The fire in the forest about 60 kilometres south-east of Paris had burned through 800 hectares by Monday morning and was still spreading.

Nearly 400 firefighters and two water bombing planes have been sent to contain blaze, which officials have described as "very virulent" and of "exceptional scale".

The forest, once a royal hunting preserve, is dotted with villages, and around 15 homes had been evacuated from the village of Vaudoue.

Without the firefighting planes, other villages would already have been evacuated, said Olivier Compta, who is overseeing the firefighting operation.

A6 highway shut down

The fire in Noisy-sur-Ecole has caused the partial closure of the A6 highway, the country's main north-south artery, causing travel chaos for people traveling ahead of the 14 July national holiday.

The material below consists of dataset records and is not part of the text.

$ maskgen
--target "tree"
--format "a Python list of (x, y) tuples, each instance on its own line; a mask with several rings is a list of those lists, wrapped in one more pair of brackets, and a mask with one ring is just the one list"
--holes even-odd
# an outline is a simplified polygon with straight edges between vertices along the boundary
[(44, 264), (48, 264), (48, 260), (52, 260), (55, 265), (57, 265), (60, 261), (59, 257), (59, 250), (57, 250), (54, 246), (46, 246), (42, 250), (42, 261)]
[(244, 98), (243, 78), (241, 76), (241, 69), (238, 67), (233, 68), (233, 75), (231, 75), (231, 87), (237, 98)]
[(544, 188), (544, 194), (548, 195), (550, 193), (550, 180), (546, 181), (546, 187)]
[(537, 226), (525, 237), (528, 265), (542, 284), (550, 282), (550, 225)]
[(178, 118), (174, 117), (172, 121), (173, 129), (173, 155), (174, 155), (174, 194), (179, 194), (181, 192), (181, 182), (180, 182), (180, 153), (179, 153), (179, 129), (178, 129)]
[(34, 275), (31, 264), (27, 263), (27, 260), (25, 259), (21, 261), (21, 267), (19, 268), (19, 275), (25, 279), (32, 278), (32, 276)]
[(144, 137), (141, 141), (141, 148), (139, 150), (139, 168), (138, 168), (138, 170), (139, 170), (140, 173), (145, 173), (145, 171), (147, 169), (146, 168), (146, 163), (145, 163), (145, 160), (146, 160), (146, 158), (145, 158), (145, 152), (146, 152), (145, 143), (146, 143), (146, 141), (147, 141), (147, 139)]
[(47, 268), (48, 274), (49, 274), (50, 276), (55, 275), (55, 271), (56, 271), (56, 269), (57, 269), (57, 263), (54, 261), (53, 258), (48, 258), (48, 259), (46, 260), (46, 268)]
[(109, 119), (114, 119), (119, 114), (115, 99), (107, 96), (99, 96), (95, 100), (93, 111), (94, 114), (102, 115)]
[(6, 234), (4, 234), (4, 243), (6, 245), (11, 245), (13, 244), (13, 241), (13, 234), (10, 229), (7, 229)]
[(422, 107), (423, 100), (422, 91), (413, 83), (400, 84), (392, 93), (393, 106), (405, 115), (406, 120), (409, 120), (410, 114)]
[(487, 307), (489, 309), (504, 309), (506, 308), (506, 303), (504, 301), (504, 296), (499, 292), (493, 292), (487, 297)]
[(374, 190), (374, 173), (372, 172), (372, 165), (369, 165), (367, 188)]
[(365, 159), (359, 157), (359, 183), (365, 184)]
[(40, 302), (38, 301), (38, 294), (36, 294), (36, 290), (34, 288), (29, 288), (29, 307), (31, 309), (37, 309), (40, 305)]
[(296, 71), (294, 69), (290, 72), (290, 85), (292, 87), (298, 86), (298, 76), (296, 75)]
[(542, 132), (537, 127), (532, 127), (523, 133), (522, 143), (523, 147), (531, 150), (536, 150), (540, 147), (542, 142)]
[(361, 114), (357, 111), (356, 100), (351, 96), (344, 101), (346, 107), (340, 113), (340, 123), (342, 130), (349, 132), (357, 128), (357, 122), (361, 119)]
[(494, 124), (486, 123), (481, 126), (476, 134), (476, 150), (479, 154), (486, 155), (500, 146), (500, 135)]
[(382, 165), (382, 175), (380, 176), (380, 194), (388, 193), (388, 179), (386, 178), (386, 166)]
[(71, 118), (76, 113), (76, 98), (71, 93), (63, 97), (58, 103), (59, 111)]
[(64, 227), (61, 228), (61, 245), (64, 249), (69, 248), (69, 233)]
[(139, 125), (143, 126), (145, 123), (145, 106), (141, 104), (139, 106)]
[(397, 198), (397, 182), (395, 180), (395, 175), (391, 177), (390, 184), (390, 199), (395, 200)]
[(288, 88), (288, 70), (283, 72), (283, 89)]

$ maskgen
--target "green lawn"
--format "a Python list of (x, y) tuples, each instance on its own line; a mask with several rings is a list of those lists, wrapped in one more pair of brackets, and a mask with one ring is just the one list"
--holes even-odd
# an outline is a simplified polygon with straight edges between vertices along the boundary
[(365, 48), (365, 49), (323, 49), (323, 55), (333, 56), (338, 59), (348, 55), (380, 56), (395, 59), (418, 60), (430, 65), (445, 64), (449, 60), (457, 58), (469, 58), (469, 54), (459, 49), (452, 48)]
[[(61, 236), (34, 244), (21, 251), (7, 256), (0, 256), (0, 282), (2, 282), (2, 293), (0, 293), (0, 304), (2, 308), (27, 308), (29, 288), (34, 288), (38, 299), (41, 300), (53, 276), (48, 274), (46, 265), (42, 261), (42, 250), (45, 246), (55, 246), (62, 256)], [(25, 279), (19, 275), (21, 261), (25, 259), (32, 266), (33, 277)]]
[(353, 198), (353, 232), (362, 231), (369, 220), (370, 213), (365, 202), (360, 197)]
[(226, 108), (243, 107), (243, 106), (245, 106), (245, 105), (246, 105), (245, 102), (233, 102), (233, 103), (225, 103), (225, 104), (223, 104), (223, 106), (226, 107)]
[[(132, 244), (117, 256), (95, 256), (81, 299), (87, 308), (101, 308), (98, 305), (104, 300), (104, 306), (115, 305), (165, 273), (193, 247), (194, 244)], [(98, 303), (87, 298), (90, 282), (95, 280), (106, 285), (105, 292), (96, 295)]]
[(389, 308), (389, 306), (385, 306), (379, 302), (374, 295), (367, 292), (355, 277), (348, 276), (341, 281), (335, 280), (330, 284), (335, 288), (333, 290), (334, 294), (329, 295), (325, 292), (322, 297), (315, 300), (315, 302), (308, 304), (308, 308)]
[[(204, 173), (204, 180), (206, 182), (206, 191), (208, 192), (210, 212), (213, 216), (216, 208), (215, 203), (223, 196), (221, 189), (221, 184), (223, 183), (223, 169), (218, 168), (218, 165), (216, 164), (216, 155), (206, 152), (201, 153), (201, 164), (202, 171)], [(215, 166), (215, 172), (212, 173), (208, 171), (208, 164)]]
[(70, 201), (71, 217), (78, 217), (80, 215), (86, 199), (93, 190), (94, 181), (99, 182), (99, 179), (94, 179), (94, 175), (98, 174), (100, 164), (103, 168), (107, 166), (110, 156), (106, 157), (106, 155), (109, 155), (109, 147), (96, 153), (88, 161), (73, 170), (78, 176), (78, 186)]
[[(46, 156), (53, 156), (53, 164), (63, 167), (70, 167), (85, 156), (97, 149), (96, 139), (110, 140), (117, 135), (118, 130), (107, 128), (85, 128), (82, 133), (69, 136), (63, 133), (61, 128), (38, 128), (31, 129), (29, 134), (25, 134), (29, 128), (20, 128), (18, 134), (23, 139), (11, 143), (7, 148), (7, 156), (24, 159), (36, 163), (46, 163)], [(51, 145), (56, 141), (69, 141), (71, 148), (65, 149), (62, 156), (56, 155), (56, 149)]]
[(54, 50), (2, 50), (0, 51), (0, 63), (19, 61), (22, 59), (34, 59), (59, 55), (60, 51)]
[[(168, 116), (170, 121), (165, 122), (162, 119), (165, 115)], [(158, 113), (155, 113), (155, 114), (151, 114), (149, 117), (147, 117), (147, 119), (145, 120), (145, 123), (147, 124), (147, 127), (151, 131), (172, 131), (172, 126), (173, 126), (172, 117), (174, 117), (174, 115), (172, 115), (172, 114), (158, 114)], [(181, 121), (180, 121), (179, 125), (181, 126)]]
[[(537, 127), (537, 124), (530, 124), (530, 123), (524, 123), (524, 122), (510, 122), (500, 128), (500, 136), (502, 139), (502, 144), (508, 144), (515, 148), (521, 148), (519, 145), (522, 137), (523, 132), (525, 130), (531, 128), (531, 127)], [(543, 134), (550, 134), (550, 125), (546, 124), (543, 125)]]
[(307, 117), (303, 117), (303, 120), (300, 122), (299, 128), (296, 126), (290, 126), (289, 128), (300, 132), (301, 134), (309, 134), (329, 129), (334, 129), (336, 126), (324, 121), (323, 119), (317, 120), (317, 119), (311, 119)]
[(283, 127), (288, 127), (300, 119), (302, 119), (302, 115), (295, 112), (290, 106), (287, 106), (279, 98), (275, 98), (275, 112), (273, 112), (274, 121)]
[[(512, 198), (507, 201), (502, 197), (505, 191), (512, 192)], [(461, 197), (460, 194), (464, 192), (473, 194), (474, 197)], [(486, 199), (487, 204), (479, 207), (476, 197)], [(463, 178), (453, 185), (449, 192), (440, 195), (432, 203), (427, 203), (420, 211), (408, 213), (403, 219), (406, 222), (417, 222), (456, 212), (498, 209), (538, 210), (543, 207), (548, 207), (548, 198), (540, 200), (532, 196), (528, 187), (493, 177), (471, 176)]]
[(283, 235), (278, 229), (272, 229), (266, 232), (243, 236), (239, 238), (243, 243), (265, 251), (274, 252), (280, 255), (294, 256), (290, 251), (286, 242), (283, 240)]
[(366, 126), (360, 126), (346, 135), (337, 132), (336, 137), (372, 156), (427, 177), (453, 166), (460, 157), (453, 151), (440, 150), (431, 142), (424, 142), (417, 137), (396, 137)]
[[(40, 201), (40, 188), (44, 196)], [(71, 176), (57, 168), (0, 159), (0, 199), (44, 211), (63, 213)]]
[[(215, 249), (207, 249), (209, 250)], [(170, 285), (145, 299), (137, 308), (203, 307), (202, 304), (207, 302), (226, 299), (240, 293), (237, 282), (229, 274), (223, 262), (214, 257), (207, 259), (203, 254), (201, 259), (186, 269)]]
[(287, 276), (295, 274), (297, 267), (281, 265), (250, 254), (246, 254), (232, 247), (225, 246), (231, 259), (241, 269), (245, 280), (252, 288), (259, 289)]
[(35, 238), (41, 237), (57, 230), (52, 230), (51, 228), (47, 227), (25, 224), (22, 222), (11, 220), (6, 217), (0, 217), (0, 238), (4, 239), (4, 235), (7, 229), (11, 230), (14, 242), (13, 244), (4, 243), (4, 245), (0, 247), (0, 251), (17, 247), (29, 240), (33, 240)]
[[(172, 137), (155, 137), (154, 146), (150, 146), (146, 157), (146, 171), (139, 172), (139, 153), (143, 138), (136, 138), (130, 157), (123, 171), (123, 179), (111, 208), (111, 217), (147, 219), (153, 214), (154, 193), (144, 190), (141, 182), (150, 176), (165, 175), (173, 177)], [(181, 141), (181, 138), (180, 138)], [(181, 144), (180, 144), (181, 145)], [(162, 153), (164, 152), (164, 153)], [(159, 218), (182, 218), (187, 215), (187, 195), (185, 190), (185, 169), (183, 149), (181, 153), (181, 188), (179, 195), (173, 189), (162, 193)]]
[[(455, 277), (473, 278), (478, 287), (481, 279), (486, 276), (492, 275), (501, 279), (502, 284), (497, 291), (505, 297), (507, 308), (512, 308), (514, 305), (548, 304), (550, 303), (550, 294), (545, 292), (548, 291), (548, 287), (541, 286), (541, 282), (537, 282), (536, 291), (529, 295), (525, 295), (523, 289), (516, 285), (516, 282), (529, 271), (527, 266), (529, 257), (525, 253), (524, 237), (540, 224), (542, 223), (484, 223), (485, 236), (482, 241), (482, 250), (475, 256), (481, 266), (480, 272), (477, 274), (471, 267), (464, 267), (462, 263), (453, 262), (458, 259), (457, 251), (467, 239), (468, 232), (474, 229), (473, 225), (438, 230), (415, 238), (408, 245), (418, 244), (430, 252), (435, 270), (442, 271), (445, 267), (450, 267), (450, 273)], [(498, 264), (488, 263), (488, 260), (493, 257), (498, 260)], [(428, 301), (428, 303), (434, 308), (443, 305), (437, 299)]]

Eric Brocardi, of France's national federation of firefighters, said it was the first time the planes had been sent up from the normally drier and hotter south of France to extinguish fires in the Paris region, which like large parts of the rest of the country is experiencing its third heatwave since May, increasing the risk of fires.

Two firefighting helicopters and an observation aircraft were also helping to fight the blaze, Brocardi said.

Heatwave exacerbating fires

Interior Minister Laurent Nunez, whose office announced he would visit Fontainebleau on Monday, said that forest fires had already consumed 17,000 hectares this year.

Once the figures had all been tallied, that would come to 25,000 hectares, or "twice as much as the same period" in 2025.

Earlier, firefighters dealt with a fire that had blocked a highway running east from Paris and disrupted the TGV high-speed train line to the south of France.

French rail company SNCF said on Sunday evening there were delays of up to six hours for trains arriving at or leaving from Paris's Gare de Lyon.